Tymczasem Ericsson wyszedł ze swojego samochodu w alei serwisowej i przycisnął dłonie do twarzy, a rozczarowanie, że był tak blisko drugiego zwycięstwa w Indianapolis 500, było na nim wyryte.David Malukas był trzeci dla AJ Foyt Racing.
„To dość bolesne” – powiedział Ericsson o swoim drugim w karierze drugim miejscu w wyścigu Indy 500. „Muszę to jeszcze raz przemyśleć. Odtwarzasz to w myślach milion razy po zakończeniu wyścigu, zastanawiając się, co mogłem zrobić inaczej. Drugie miejsce nie znaczy nic w tym wyścigu”.
Próba Josefa Newgardena wygrania trzech kolejnych wyścigów Indy 500 zakończyła się problemem z pompą paliwa. Chciał zostać pierwszym kierowcą, który przyjedzie z tylnego rzędu i wygra, ponieważ on i jego kolega z zespołu Penske, Will Power, zostali zepchnięci na koniec stawki za niezaliczenie kontroli przed ostatnimi rundami kwalifikacji.
Power zajął 19. miejsce, będąc najwyższym kierowcą Penske, mimo fatalnego dnia dla organizacji należącej do Rogera Penske.
Wcześniej w tym tygodniu Penske zwolnił trzech najważniejszych dyrektorów IndyCar za drugie naruszenie przepisów technicznych w ciągu zaledwie roku, a także musiał bronić opinii, jaką jego zespoły miały, nie przechodząc kontroli, choć jest również właścicielem IndyCar, Indianapolis Motor Speedway i Indy 500.
Penske wygrał wyścig Indy 500 rekordowe 20 razy.
Było to szóste zwycięstwo w Indy 500 dla Ganassiego, który jest na fali dominacji od czasu zatrudnienia Palou przed sezonem 2021. Palou wygrał mistrzostwa w swoim pierwszym roku w zespole i dorzucił dwa kolejne tytuły, a teraz wydaje się, że jest na dobrej drodze do zdobycia czwartego.

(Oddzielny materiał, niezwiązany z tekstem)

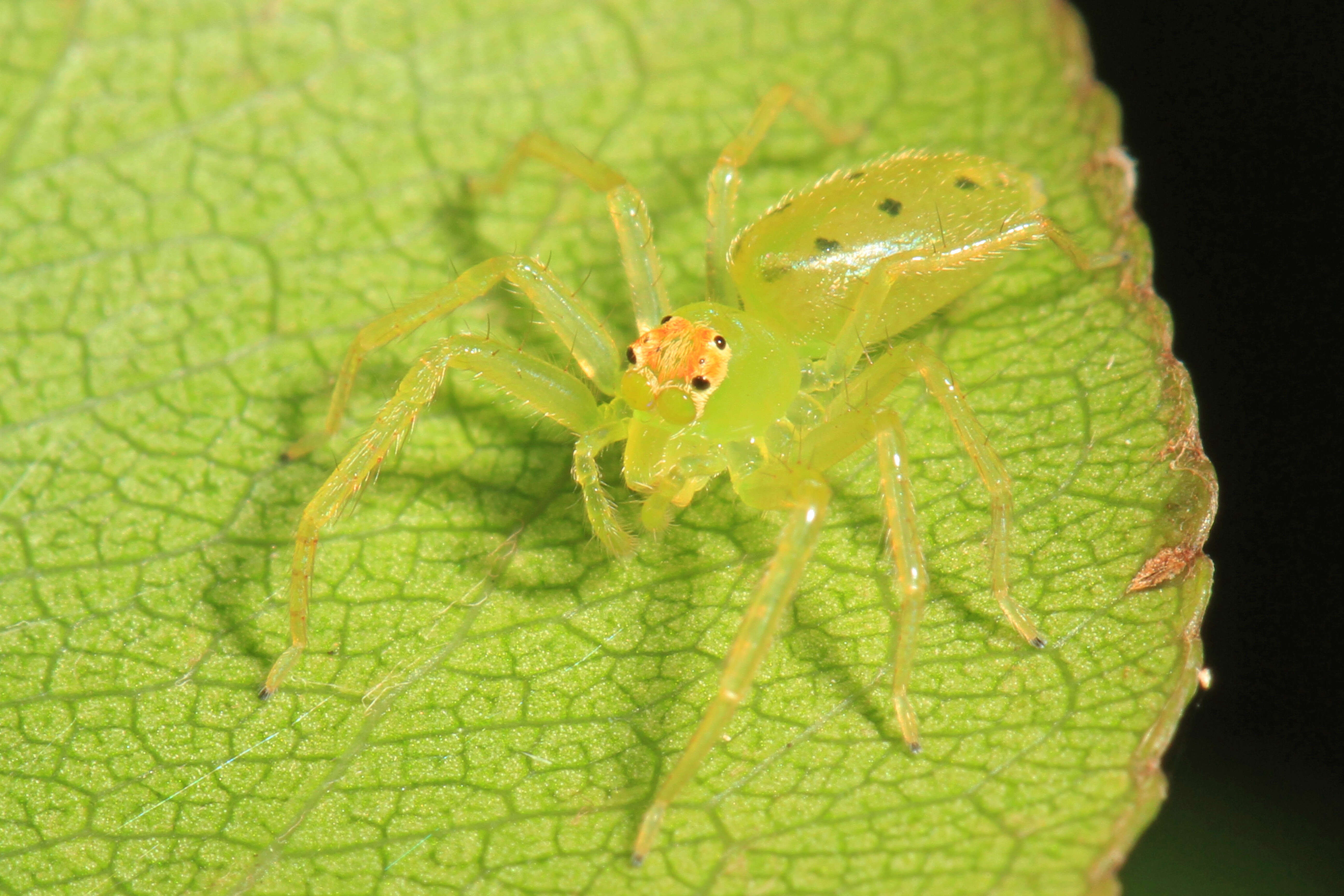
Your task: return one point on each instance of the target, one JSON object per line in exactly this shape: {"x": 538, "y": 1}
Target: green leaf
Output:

„Ten facet jest po prostu niewiarygodny. Nie wiem, co jeszcze powiedzieć” – powiedział Ganassi. „To niewiarygodna rzecz. [Indy 500] uczyni karierę Alexa Palou. Uczyni jego życie. I z pewnością uczyniło moje”.

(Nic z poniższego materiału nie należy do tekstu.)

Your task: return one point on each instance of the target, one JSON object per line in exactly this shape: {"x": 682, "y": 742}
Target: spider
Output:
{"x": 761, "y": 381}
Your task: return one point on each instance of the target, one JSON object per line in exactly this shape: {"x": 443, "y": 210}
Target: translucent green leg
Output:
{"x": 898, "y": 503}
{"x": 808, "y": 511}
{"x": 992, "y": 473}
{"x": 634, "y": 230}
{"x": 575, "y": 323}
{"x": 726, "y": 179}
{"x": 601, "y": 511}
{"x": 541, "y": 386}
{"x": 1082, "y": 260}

Pato O'Ward zajął czwarte miejsce — to już piąty raz w sześciu startach w karierze, kiedy meksykański kierowca zajął szóste lub wyższe miejsce.
Kyle Larson nie ukończy „The Double” po wypadku podczas wyścigu Indianapolis 500, zanim uda się do Karoliny Północnej, aby wziąć udział w wyścigu Coca-Cola 600 NASCAR.